The other tool we use to understand our subscribers involves segmentation: we segment people according to how engaged they are, what they’re looking at and so on. They key thing here – and how we gain value from this data – is watching for changes in behaviour. For example, if someone’s been engaging on a regular basis and then suddenly that usage goes down. It’s incredibly important for us to spot that behaviour as soon as we can so we can proactively go out and engage the user with some form of relevant or related content to try to pull them back in.

We’re not just concerned with the size of our database, however. It’s the lifetime value of those consumers as well. This information helps us better target communications through the lifecycle. With renewal – or if a subscriber’s payment has failed – we can make an intervention, based on that subscriber’s value to us in the long-term.

So you have an agile model where you can respond to users rapidly, according to what they’re actually doing?

Yes. With our subscription model, even to access any of the free content, you have to log in. As a consequence we have access to every interaction on the site. That information is refreshed twice daily so we can see which articles someone’s reading, how they’re flowing through the site.

We integrate that information with our email interactions and we can also see from our email vendors who’s clicked on what. We’re in the process of integrating our customer service data into the data warehouse as well. This means we can see what we’ve pushed out to a customer and any incoming interactions; we can have a complete 360-degree view of what a user’s doing and what they’re feeding back to us. We’re also in the process of re-platforming our data warehouse to Amazon Web Services’ cloud infrastructure.
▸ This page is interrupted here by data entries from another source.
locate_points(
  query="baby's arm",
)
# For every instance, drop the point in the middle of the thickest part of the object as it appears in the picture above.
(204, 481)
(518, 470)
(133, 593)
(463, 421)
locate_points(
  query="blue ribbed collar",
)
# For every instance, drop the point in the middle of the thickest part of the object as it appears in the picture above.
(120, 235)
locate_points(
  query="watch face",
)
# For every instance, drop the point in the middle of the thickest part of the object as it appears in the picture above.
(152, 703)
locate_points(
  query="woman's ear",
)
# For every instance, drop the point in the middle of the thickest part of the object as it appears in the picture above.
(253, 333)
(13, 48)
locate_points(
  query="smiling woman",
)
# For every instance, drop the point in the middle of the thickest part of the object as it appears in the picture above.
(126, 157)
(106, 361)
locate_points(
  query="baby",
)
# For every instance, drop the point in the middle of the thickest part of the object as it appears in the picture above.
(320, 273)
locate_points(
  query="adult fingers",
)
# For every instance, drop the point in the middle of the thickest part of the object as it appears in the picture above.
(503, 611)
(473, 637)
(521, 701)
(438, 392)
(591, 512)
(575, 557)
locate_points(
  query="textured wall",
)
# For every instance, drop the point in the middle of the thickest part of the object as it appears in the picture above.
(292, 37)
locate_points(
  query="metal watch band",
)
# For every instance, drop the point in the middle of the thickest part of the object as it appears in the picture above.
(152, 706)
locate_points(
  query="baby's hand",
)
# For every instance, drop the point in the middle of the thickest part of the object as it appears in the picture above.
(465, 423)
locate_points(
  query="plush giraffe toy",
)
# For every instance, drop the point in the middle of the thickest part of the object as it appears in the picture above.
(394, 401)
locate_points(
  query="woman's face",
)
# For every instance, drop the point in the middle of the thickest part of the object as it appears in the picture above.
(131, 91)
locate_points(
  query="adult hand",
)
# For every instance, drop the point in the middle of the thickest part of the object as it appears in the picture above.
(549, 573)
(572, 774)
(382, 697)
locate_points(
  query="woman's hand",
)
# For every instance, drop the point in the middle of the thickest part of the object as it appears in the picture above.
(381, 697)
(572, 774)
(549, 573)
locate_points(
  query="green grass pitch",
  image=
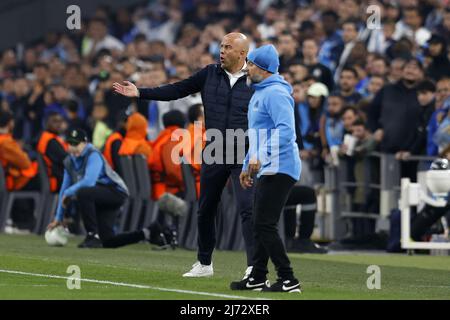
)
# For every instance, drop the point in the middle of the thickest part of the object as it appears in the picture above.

That will give increased speed and decreased latency so we’ll be able to act on those triggers much more quickly than we can now.

If you had a couple of first steps for marketers who want to engage (and re-engage) users more efficiently, what would they be?

Be relevant and timely. That’s golden.

Do you have an optimal timeframe for engagement? Is there a point at which it becomes too late to send out a communication?

Well, to flip that question on its head slightly, let me give you an example of the benefit of getting to a user quickly.

Our FT subscriber ‘Welcome’ email used to go out on the first or second day after a sign-up, so we had some latency. We sent out a confirmation email straight after subscription, but you wouldn’t get the first content-rich, personalised sign-up email for a day or so.

Now we can get it out within 12 hours and open rates have increased by about 50 per cent. There’s been an uplift in clicks as well. A ‘Welcome’ communication is slightly different to something sent out after the event, so it’s difficult to say what’s too late – it depends on the product or the service you’re marketing.

For us in publishing, particularly in news, you have to be very close to the event because the news agenda changes so quickly. In retail, where the purchase consideration is longer, you don’t necessarily have to react to a click on a website within minutes. If you did that within a couple of days, you’d probably be okay.

Any other advice for more effective engagement?

Accuracy is vital. As a consumer, nothing is more frustrating than getting a communication about something you’re not eligible for or which you already have. If, as a marketer, you can’t tell who in your database is going to be eligible, don’t do it.

Consistency is also important. A lot of our subscriber offers don’t just go out via email. We’ll also present those same offers on the site. The message there needs to be absolutely consistent – the same offers, the same messaging, the same look and feel. That’s very important. I’d cite Virgin Atlantic as an example of a company that does this very well across email, on their website – everywhere. Everything they do feels very seamless, rather than being the work of different teams working on different channels.